DISINFO: Die geleakte OPCW-Bericht beweist, dass der chemische Angriff in Douma inszeniert wurde.

DETAILS ZUM DESINFORMATIONSFALL

KI-Übersetzungen:

Dieser Artikel wurde mithilfe von KI übersetzt und kann Ungenauigkeiten und Fehler enthalten. Klicken Sie hier, um den Originalartikel anzuzeigen

DISINFO: Die geleakte OPCW-Bericht beweist, dass der chemische Angriff in Douma inszeniert wurde.

SUMMARY

Ein durchgesickerter, bislang nie gesehener Bericht der OPCW-Untersuchungsmission (FFM) beweist, dass der chemische Angriff im April 2018 in Douma, Syrien, inszeniert war.
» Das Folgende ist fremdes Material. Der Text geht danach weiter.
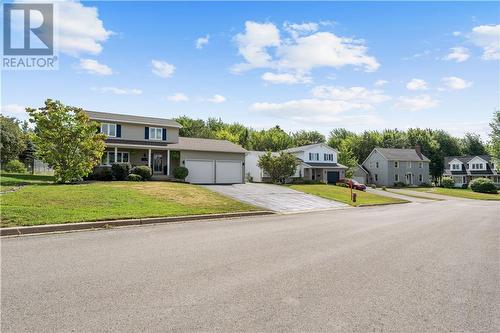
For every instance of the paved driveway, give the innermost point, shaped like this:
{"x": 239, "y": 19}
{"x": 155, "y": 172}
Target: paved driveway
{"x": 277, "y": 198}
{"x": 397, "y": 268}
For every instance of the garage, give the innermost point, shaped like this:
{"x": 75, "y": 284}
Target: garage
{"x": 200, "y": 171}
{"x": 333, "y": 177}
{"x": 228, "y": 172}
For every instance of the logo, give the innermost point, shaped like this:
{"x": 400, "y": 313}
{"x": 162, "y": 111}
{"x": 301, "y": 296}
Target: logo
{"x": 28, "y": 36}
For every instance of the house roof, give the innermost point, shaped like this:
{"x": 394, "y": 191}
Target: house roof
{"x": 207, "y": 145}
{"x": 125, "y": 118}
{"x": 303, "y": 148}
{"x": 395, "y": 154}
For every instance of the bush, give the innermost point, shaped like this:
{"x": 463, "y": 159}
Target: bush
{"x": 134, "y": 177}
{"x": 180, "y": 172}
{"x": 447, "y": 182}
{"x": 14, "y": 166}
{"x": 143, "y": 171}
{"x": 120, "y": 171}
{"x": 483, "y": 185}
Das durchgesickerte Dokument, das von einem FFM-Ingenieur erstellt wurde, kommt zu dem Schluss, dass die beiden Zylinder, die angeblich Chlor enthielten und auf einem Dach in Douma gefunden wurden, nicht von einem Hubschrauber abgeworfen worden sein können. Diese Tatsache schließt die Beteiligung der syrischen Regierungstruppen an dem Angriff aus. Die Organisation, die den unveröffentlichten Bericht zuerst erhalten hat – die Arbeitsgruppe Siria, Propaganda und Medien – kommt zu dem Schluss, dass die beiden Chlorzylinder stattdessen auf besagtem Dach platziert wurden. Das bedeutet, dass der Angriff tatsächlich inszeniert war, möglicherweise von den Weißhelmen, die wiederholt dabei ertappt wurden, Videos ihrer Rettungsaktionen zu fälschen.

RESPONSE

Wiederkehrende Desinformationsnarrative lenken die Schuld für chemische Angriffe von dem Assad-Regime ab; stellen die Weißhelme als Terroristen dar; und zielen darauf ab, die OPCW zu diskreditieren. Der "niemals zuvor gesehene Bericht" scheint eine technische Bewertung zu sein, die von einer Einzelperson durchgeführt wurde, die, entgegen der falschen Behauptung von Sputnik, nie Mitglied der Fact-Finding Mission war und derzeit nicht von der Organisation beschäftigt ist. Die Person war jedoch als Ingenieur mit der OPCW verbunden und hatte anscheinend Zugang zu Materialien, die im Zuge der Douma FFM gesammelt wurden, und basierte ihre/seine Schlussfolgerungen auf demselben Evidenzpool. Eine Pressemitteilung der OPCW bestätigt, dass "alle Informationen berücksichtigt, erörtert und gewichtet wurden, als der endgültige Bericht über den Vorfall in Douma formuliert wurde." Das Technische Sekretariat der OPCW führt eine interne Untersuchung über die unautorisierte Veröffentlichung des fraglichen Dokuments durch. Unabhängig von der Authentizität des geleakten Dokuments besagt die Schlussfolgerung, dass die Zylinder nicht von Hubschraubern abgeworfen worden sein können: a) wurde im tatsächlichen OPCW-Bericht über Douma (Anlage 6, S. 55-56) behandelt; b) unterstützt nicht die absurde Behauptung, dass der Vorfall inszeniert "und darauf ausgelegt war, die syrische Regierung zu belasten." Die Weißhelme wurden noch nie dabei "ertappt", etwas zu inszenieren, siehe unseren Widerlegung zu dem Thema für weitere Details.

RECHTLICHER HINWEIS

Bei den Fällen in der EUvsDisinfo-Datenbank geht es um Aussagen im internationalen Informationsraum, die als parteiische, verzerrte oder falsche Darstellung der Realität und als Verbreitung von kremlfreundlichen Kernbotschaften identifiziert wurden. Daraus folgt nicht zwangsläufig, dass die betroffenen Medien Verbindungen zum Kreml haben oder den Kreml redaktionell unterstützen oder dass sie absichtlich Desinformation verbreiten wollten. Die Veröffentlichungen von EUvsDisinfo stellen keine offizielle Position der EU dar, da die präsentierten Informationen und vertretenen Meinungen auf Medienberichten sowie Analysen der East StratCom Task Force basieren.

    Why do you not like our audio?

    it will help us to improve it

      TEILEN SIE UNS IHRE MEINUNG MIT

      Informationen zum Datenschutz *

        Subscribe to the Disinfo Review

        Your weekly update on pro-Kremlin disinformation

        Data Protection Information *

        The Disinformation Review is sent through Mailchimp.com. See Mailchimp’s privacy policy and find out more on how EEAS protects your personal data.